O(N) – The algorithm uses an auxiliary data structure to store the island label for each node. This requires a data structure, such as an array or hash map, that can hold a label for each of the N nodes in the graph, where N is the number of nodes. The space used to store the connected component (island) labels grows linearly with the number of nodes in the graph.
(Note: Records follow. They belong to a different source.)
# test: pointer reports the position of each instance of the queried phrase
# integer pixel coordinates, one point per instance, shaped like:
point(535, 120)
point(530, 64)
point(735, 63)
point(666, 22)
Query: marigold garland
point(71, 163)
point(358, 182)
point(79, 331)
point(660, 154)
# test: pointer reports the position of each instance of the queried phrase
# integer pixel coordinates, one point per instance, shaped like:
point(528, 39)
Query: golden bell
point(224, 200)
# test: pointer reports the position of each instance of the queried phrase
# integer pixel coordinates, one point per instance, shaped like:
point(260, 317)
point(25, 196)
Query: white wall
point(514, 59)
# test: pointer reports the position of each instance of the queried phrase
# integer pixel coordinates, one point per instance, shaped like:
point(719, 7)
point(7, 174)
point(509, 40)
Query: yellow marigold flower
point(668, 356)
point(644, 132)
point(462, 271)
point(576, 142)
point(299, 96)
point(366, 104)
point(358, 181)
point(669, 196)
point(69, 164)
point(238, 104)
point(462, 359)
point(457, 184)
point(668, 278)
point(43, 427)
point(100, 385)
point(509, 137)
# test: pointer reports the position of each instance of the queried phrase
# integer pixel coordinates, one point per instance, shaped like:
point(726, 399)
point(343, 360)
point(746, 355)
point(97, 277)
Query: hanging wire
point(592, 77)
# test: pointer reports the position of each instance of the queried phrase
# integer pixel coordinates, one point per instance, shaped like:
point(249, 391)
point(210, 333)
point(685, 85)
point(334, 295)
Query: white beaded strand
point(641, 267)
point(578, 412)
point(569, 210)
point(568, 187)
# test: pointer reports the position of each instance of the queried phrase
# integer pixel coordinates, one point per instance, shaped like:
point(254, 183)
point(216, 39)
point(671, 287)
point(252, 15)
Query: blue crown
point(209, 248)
Therefore, the auxiliary space complexity is O(N).

Edge Cases

Case	How to Handle
Null or empty graph (n=0, edge list empty)	Return an empty list of boolean results since no paths can exist in an empty graph.
Graph with a single node (n=1)	Return a list of 'false' values corresponding to queries that do not originate from that single node.
Queries with identical start and end nodes	Return 'true' if the node exists, 'false' otherwise, as a node is trivially reachable from itself.
Disconnected graph - no path exists between certain nodes.	The pathfinding algorithm (BFS/DFS) should correctly identify and return 'false' for these unreachable queries.
Graph contains cycles	The chosen pathfinding algorithm (BFS or DFS with visited set) handles cycles correctly by avoiding infinite loops and revisiting nodes.
Large graph and large number of queries (scalability)	Consider using a more efficient pathfinding algorithm like BFS and avoid repeatedly constructing the graph adjacency list for each query; consider pre-computing path information if memory allows.
All queries ask for the same path	The algorithm should correctly handle repeated queries without performance degradation, potentially benefiting from caching results if implemented.
Graph represented with self-loops (edge from a node to itself)	The pathfinding algorithm should not get stuck in a self-loop, but recognize it as a valid (trivial) path from a node to itself if the query asks for it.